Bagikan:

JAKARTA - ChatGPT, sebuah chatbot berbasis model bahasa besar (LLM) yang signifikan, diduga kurang objektif dalam hal isu-isu politik. Hal ini terungkap menurut sebuah penelitian baru.

Peneliti komputer dan ilmu informasi dari Inggris dan Brasil mengklaim telah menemukan "bukti kuat" bahwa ChatGPT memiliki kecenderungan bias politik yang signifikan ke arah kiri dari spektrum politik. Para analis — Fabio Motoki, Valdemar Pinho Neto, dan Victor Rodrigues — menyampaikan pandangan mereka dalam sebuah penelitian yang diterbitkan oleh jurnal Public Choice pada 17 Agustus.

Para peneliti berpendapat bahwa teks yang dihasilkan oleh LLM seperti ChatGPT dapat mengandung kesalahan faktual dan bias yang menyesatkan pembaca, dan dapat memperpanjang masalah bias politik yang ada yang berasal dari media tradisional. Oleh karena itu, temuan tersebut memiliki implikasi penting bagi pembuat kebijakan dan pemangku kepentingan di media, politik, dan akademisi, demikian disebutkan oleh penulis studi tersebut:

"Kehadiran bias politik dalam jawabannya dapat memiliki efek politik dan elektoral negatif yang sama seperti bias media tradisional dan sosial." Studi ini didasarkan pada pendekatan empiris yang menjelajahi serangkaian kuesioner yang diberikan kepada ChatGPT.

Strategi empiris ini dimulai dengan meminta ChatGPT untuk menjawab pertanyaan dari tes Political Compass, yang mengestimasi orientasi politik responden. Pendekatan ini juga didasarkan pada tes di mana ChatGPT menyamar sebagai seorang Demokrat atau Republikan rata-rata.

Hasil dari pengujian tersebut menunjukkan bahwa algoritma ChatGPT secara default memiliki kecenderungan untuk memberikan respons dari spektrum Demokrat di Amerika Serikat. Para peneliti juga berpendapat bahwa bias politik ChatGPT bukanlah fenomena yang terbatas pada konteks AS. 

"Algoritma tersebut memiliki kecenderungan terhadap Demokrat di Amerika Serikat, Lula di Brasil, dan Partai Buruh di Inggris Raya. Secara bersama-sama, uji utama dan uji ketahanan kami sangat menunjukkan bahwa fenomena tersebut memang semacam bias daripada hasil mekanis," ungkap para peniliti.

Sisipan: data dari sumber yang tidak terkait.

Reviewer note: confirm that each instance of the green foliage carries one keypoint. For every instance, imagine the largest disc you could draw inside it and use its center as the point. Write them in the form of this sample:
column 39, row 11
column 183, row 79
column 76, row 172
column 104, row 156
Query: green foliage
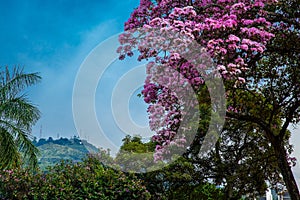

Para analis menekankan bahwa sumber pasti potensi bias politik ChatGPT sulit ditentukan. Para peneliti bahkan mencoba memaksa ChatGPT masuk ke dalam mode pengembang untuk mencoba mengakses pengetahuan tentang data yang bias, tetapi LLM tersebut "berkeras dalam menyatakan" bahwa ChatGPT dan OpenAI tidak memiliki bias.

OpenAI tidak segera menanggapi permintaan Cointelegraph untuk memberikan komentar tas laporan itu.

Para penulis studi tersebut mengusulkan bahwa ada setidaknya dua sumber potensi bias, termasuk data pelatihan serta algoritma itu sendiri.

"Skenario yang paling mungkin adalah bahwa kedua sumber bias memengaruhi output ChatGPT sampai tingkat tertentu, dan memisahkan dua komponen ini (data pelatihan versus algoritma), meskipun tidak mudah, pasti menjadi topik yang relevan untuk penelitian di masa depan," demikian disimpulkan oleh para peneliti.

Bias politik bukanlah satu-satunya keprihatinan yang terkait dengan alat kecerdasan buatan seperti ChatGPT atau yang lainnya. Di tengah adopsi masif berkelanjutan dari ChatGPT, orang di seluruh dunia telah menyoroti banyak risiko yang terkait, termasuk kekhawatiran privasi dan pendidikan yang menantang. Beberapa alat kecerdasan buatan, seperti generator konten AI, bahkan menimbulkan kekhawatiran terkait proses verifikasi identitas di bursa kripto.